La llegada de Elvis Presley, los teddy boys, las tarjetas de crédito y la sociedad permisiva fue salvada sin excesivos problemas por «Trumper's».
– Puede que los clientes cambien, pero no permitiremos que ocurra lo mismo con nuestro nivel de calidad -dije a la junta.
La empresa declaró unos beneficios netos de setecientas cincuenta y siete mil libras, un catorce por ciento de rendimiento sobre el capital, y superamos este éxito un año después cuando la reina nos concedió la Autorización Real. [25] Di instrucciones de que colgara sobre la puerta principal, para indicar al público que la reina había comprado en el carretón de manera regular.
No podía pretender haber visto a Su Majestad cargada con una de nuestras conocidas bolsas azules, decoradas con el motivo en plata de un carretón, o bajando y subiendo por la escalera automática en una hora punta, pero todavía recibíamos llamadas telefónicas regulares desde palacio siempre que iban cortos de provisiones. Ello confirmaba la teoría de mi abuelo, en el sentido de que una manzana siempre es una manzana, independientemente de quién la coma.

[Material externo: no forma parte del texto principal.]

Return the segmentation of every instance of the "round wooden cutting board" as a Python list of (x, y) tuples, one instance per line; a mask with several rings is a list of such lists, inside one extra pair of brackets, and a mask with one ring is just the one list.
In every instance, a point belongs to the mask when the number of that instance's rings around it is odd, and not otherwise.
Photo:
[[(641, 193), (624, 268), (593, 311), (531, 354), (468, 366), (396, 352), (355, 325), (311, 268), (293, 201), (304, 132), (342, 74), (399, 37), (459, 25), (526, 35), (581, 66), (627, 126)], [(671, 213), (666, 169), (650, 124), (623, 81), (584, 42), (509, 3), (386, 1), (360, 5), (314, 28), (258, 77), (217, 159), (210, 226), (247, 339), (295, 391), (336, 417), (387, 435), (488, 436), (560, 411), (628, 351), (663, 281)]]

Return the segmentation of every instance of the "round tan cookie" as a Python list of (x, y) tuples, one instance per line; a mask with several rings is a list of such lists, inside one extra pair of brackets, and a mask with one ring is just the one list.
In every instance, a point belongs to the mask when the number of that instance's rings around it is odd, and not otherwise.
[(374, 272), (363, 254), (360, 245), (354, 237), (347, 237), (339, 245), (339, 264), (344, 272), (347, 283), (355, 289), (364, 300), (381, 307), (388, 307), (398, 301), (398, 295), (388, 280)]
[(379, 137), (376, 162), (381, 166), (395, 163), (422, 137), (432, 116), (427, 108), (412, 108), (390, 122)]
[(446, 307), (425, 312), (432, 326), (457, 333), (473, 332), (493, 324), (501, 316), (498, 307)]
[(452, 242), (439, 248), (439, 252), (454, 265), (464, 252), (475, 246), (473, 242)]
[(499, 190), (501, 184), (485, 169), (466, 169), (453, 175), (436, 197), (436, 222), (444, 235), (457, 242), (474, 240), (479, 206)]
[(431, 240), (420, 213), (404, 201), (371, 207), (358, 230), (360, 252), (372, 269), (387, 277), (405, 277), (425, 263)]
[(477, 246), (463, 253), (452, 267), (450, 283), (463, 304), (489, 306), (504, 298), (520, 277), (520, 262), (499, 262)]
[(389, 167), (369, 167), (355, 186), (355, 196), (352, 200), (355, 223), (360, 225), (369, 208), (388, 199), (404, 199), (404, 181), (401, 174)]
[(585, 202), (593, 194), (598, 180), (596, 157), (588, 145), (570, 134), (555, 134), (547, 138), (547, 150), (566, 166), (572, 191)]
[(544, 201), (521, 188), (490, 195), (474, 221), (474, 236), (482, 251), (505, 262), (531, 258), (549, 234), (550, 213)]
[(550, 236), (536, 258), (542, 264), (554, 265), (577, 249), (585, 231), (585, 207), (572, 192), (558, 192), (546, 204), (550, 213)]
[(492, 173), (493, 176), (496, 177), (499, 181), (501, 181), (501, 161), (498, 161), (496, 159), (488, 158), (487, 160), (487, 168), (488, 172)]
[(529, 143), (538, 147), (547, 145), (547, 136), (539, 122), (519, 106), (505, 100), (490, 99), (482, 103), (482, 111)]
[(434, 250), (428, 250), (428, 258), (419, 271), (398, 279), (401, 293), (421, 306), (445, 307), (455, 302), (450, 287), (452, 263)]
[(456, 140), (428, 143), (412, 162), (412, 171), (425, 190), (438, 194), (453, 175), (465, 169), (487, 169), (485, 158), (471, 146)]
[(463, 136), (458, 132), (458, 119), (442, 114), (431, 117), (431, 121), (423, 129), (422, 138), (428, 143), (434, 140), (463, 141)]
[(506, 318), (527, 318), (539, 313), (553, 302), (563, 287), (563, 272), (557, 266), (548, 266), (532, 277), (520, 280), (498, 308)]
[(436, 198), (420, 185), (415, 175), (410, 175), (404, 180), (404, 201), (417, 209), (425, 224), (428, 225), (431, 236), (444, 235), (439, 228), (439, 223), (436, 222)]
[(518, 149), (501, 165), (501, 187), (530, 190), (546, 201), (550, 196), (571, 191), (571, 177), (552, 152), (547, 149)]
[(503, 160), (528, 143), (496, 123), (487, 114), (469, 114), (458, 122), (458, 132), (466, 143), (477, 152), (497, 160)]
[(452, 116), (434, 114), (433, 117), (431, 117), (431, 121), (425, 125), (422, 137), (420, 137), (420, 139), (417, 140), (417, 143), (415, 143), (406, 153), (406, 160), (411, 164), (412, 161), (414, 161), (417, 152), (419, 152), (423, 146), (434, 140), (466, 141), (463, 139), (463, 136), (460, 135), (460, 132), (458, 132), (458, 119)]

El momento culminante de 1961 llegó cuando Becky inauguró el Centro Dan Salmon en Whitechapel Road, otro edificio que había superado notablemente los costes previstos. Sin embargo, no me arrepentí ni de un solo penique del gasto, pese a las críticas de Trentham, cuando contemplé a la nueva generación de chicos y chicas del East End nadando, boxeando, alzando pesas y jugando al squash, un deporte que me resultaba absurdo.
Todos los sábados por la tarde que acudía al campo del West Ham, me dejaba caer por el club camino de casa, y observaba a los niños africanos, hindúes y asiáticos (los nuevos habitantes del East End) peleándose entre ellos al igual que nosotros habíamos hecho contra los irlandeses y los inmigrantes del este de Europa.